My fear is that you will read this and say: good for her. That you will patronize me and put me on a different plane, or planet, or pedestal—one that you aren’t expected to live in. That you will find safety in the neat columns of words and in the soothing amounts of negative space sandwiching these thoughts. That this would all seem so unattainable and esoteric that you make a decision to never really engage in all that is not right in the world.
But if you listen hard, maybe you will hear that voice too. The one telling you that there is a reason you feel like screaming and crying when you watch the news, that lurking malaise with the American dream, that dark corner of your thoughts that is always asking: what else can I do?

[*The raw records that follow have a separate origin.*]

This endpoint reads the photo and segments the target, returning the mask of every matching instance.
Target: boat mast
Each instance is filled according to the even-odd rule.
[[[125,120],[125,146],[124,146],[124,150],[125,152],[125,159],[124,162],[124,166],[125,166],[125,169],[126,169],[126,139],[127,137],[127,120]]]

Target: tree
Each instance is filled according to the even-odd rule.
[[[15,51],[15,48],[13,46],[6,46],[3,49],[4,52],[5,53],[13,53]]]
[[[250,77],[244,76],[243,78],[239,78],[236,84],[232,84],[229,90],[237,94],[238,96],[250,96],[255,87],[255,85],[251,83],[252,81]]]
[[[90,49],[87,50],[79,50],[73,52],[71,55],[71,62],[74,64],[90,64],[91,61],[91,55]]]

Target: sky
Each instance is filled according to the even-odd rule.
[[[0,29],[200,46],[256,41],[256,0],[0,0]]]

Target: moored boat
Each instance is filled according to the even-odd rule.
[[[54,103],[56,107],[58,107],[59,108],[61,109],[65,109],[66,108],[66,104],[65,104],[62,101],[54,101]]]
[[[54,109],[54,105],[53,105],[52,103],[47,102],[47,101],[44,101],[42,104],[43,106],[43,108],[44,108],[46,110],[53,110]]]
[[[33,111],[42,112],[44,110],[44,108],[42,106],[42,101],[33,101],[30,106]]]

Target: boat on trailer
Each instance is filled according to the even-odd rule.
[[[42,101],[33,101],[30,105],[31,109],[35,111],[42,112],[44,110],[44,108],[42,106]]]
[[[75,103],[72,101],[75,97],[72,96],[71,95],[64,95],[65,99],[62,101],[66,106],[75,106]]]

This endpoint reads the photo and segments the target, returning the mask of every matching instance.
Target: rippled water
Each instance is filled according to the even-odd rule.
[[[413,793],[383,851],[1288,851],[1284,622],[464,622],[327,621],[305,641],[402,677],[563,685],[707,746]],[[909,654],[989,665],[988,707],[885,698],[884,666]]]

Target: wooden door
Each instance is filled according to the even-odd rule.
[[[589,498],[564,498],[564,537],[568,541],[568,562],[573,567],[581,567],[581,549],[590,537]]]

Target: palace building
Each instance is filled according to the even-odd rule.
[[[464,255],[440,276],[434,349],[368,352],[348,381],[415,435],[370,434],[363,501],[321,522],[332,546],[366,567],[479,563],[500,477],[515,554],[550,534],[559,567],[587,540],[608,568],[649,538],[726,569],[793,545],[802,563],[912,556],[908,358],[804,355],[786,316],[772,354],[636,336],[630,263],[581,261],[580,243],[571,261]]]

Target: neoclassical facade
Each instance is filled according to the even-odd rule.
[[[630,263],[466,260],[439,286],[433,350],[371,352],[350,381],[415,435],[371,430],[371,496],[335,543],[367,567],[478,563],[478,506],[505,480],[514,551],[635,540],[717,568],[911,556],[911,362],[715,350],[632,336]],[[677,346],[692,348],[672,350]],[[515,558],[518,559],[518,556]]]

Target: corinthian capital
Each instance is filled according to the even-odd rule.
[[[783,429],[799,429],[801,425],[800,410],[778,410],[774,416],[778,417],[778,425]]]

I can’t promise the key to a good life, but I can tell you that Jesus wanted us to be all up in the human condition. He would have no problem telling you to sell all that you have and give it to the poor. And when you said no, you couldn’t possibly do that, he would look on you with so much sadness and so much love (for you, yes, but also for everyone else) that you might take a second and reconsider. You might start to dismantle, piece by piece, the walls you have constructed to keep the poor and the needy and the stateless wanderers so separate from you.
No joke: it is rough. Every day a chance for justice, every decision tinged with moral questions, every thought yearning to be in line with the kingdom of love. I am not the most fun girl at the party anymore. But I do sleep hard at night, dreaming of the world as God would have it, where all of his children were valued as equals.